All was not lost. He had a head full of memories, and hidden among them were hints of how he had to proceed from here: Things he knew nobody else in the world would have been able to teach him, and that perhaps nobody else in the world would understand.
Living and dying, we feed the fire.
Suppose they were the last.
Jacob in the bird. Jacob in the tree. Jacob in the wolf.
Clues to epiphanies, all of them.
From now on, he would have to look for epiphanies on his own. Find his own moments when the world spun and he stood still, when it would be as though he was seeing through the eyes of God. And until that time, he would be the careful son Hugo had asked him to be. He’d say nothing to stir up his mother, nothing to remind her of how death had followed them. But his compliance would be a pretense. He did not belong to them, not remotely. They would be from this time temporary guardians, from whose side he would slip as soon as he was able to make his way in the world.
iv
On Easter Sunday, he did something he’d been putting off since the mellowing of the weather. He retraced the journey he’d taken with Jacob, from the Courthouse to the copse where he’d killed the birds. The Courthouse itself had the previous year inspired much morbid interest among sightseers and had as a consequence been fenced off, the wire hung with signs warning trespassers that they would be liable to prosecution. Will was tempted to scramble under the fence and take a look at the place, but the day was too fine to waste indoors, so he began to climb.

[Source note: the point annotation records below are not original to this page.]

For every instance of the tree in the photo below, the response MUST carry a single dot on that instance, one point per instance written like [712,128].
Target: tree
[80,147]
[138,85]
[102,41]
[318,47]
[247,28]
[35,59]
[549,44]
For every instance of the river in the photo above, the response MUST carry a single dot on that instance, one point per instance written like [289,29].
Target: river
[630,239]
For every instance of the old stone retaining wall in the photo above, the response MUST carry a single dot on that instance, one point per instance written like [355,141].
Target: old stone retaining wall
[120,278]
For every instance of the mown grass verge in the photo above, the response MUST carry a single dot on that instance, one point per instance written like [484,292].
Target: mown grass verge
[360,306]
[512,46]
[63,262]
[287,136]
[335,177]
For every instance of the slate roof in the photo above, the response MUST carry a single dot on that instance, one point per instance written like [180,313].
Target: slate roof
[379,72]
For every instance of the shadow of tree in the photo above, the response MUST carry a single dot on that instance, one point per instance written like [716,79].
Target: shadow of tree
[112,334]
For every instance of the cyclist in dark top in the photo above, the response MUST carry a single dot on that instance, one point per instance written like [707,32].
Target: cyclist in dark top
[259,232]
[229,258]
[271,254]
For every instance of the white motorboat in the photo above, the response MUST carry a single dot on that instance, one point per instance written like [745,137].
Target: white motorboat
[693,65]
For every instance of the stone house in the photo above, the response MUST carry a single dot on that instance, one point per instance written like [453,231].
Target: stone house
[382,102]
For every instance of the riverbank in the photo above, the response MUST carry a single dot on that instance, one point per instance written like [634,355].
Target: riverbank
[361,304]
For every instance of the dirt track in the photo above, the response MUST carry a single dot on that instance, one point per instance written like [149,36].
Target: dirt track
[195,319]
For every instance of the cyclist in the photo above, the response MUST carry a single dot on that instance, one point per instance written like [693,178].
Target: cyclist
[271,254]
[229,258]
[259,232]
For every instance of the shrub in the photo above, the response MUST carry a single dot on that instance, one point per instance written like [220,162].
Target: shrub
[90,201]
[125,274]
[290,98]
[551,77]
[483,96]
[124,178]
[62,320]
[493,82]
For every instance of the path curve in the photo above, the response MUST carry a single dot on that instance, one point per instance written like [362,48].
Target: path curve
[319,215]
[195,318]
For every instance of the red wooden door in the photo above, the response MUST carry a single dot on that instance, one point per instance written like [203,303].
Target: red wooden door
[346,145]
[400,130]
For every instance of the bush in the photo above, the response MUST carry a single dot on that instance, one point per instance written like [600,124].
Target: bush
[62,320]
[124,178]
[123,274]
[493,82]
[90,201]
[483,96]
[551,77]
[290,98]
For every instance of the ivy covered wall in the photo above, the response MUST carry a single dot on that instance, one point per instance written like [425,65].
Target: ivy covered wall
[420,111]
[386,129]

There was a warm gusty wind blowing, herding white clouds, all innocent of rain, down the valley. On the slopes, the sheep were stupid with spring and watched him unalarmed, only darting off if he yelled at them. The climb itself was hard (he missed Jacob’s hand at his neck), but every time he paused to look around, the vista widened, the fells rolling away in every direction.
He had remembered the wood with uncanny accuracy, as though—despite his sickness and fatigue—that night his sight had been preternaturally sharp. The trees were budding now, of course, every twig an arrow aiming high. And underfoot, blades of brilliant green where there’d been a frosted carpet.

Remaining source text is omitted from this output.